LTO is _not_ universally a win for batch workloads. It modestly improves
`array::batch` (a few hundred ns at most), but currently _hurts_ `slice::batch`
by 2–3× because LLVM picks a less favorable vectorization shape when it can
see across the crate boundary.

128-byte vectors, 1000-comparison batch, AMD EPYC 9845 Zen 5:

| Configuration              | `array::batch`   | `slice::batch`     |
| -------------------------- | ----------------:| ------------------:|
| Default (no LTO)           | 1.10µs           | **2.3µs**          |
| **Default + `lto = true`** | **814ns (1.4x)** | 6.3µs (**2.7x slower**) |

If `slice::batch` is your hot path and you can't switch to `array::batch`,
benchmark with and without LTO for your specific workload. When sizes are
known at compile time, `array::batch` is always the right answer.

### Runtime SIMD detection

Runtime SIMD detection is enabled by default via the [`multiversion`](https://crates.io/crates/multiversion) crate. Rust targets baseline x86-64 (SSE2 only) by default; the `multiversion_x86` feature compiles multiple code paths and selects the fastest at runtime via CPUID — including AVX-512 VPOPCNTDQ on Intel Ice Lake (2019+) and AMD Zen 4+ (2022+) CPUs.

```sh
cargo add hamming-bitwise-fast
```

#### What the feature buys you

128-byte vectors, `lto = true`, AMD EPYC 9845 Zen 5:

| Configuration                  | `array::distance` | `array::batch` (1000) |
| ------------------------------ | -----------------:| ---------------------:|
| `default-features = false` (SSE2 only) | 9.2ns     | 8.9µs                 |
| **default (`multiversion_x86`)**       | **2.0ns (4.7x)** | **814ns (11x)**       |

The dispatch overhead itself is negligible: when both paths produce the same
AVX-512 codegen (e.g., compiled with `target-cpu=native`), the multiversion'd
function and a statically-compiled equivalent are within 1% of each other.
The win above comes entirely from CPUID picking VPOPCNTDQ over SSE2.
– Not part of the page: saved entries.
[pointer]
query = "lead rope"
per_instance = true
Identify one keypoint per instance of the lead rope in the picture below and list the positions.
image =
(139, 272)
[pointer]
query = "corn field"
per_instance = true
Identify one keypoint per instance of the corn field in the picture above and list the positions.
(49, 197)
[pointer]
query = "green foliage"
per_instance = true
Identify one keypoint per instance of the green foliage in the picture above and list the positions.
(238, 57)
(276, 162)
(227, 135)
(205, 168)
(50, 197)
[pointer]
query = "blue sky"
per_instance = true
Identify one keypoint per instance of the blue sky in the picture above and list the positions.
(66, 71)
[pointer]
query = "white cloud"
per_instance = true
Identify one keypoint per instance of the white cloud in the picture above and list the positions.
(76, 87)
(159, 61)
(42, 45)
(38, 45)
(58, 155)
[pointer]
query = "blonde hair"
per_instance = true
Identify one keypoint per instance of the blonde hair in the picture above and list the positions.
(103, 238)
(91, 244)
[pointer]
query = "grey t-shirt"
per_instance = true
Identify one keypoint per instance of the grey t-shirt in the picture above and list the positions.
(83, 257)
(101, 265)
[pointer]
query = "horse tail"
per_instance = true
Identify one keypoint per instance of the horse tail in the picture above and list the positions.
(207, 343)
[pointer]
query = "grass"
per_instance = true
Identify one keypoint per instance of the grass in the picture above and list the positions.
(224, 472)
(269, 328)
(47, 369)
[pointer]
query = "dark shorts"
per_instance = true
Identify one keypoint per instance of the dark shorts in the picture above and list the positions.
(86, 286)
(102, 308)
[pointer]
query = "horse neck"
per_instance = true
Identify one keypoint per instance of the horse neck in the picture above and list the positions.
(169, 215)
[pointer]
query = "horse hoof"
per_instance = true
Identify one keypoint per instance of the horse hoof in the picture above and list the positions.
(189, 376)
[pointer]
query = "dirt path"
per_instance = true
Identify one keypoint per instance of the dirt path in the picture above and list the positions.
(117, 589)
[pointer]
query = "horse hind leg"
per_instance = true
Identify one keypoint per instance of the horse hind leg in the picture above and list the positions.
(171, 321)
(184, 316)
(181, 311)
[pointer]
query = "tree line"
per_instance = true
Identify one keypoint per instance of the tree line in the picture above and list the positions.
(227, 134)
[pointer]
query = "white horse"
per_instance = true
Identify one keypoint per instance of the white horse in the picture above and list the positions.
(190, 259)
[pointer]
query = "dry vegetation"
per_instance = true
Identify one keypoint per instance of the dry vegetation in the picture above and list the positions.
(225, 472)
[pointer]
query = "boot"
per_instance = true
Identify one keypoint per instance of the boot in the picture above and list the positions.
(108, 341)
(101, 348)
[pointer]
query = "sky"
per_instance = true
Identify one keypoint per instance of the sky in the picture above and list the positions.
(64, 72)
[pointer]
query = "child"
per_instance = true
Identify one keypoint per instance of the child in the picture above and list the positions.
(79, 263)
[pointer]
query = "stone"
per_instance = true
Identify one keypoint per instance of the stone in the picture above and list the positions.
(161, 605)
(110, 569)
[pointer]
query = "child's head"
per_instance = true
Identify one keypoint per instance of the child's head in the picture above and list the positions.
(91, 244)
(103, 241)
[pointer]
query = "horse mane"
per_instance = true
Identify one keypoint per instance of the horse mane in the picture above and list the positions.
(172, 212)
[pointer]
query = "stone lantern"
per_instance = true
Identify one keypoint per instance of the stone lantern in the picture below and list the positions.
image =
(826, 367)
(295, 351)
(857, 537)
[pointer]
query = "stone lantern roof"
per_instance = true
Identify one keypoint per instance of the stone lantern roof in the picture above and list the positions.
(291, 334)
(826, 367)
To disable (e.g., for zero dependencies or when using `-C target-cpu=native`):

```toml
[dependencies]
hamming-bitwise-fast = { version = "1", default-features = false }
```

### Compile-time CPU targeting

If you know your target CPU, combine `lto = true` with `RUSTFLAGS` for the
fastest single-call performance:

```sh
# Best single-call performance, but binary only runs on identical CPUs
RUSTFLAGS="-C target-cpu=native" cargo build --release

# Requires AVX-512 (2017+ server CPUs)
RUSTFLAGS="-C target-cpu=x86-64-v4" cargo build --release
```

> Binaries built with compile-time CPU targeting will crash with "illegal instruction" if run on a CPU that doesn't support the required features. For portable deployments, use the default `multiversion_x86` feature instead.

**Caveat for batch workloads:** `target-cpu=native` makes single-call faster
(~45% on Zen 5) but currently makes the batch APIs _slower_ at larger sizes.
On a 256-byte vector, 1000-comparison batch:

| Configuration                  | `array::batch` | `slice::batch` |
| ------------------------------ | --------------:| --------------:|
| default features + `lto = true` (multiversion) | **1.7µs**  | **7.7µs**  |
| `target-cpu=native` + `lto = true`             | 1.9µs (+7%) | 11.6µs (+50%) |

LLVM picks a different (worse) vectorization shape for batch loops when
compiled with native than when going through the multiversion dispatch
boundary. If batch throughput matters, prefer the default features over
`target-cpu=native`, or benchmark both for your specific workload.

## License

This project is licensed under either of the following licenses, at your option:

- [Apache License, Version 2.0]LICENSE-APACHE
- [MIT License]LICENSE-MIT

Unless you explicitly state otherwise, any contribution intentionally submitted for inclusion in this project by you, as defined in the Apache-2.0 license, shall be dual licensed as above, without any additional terms or conditions.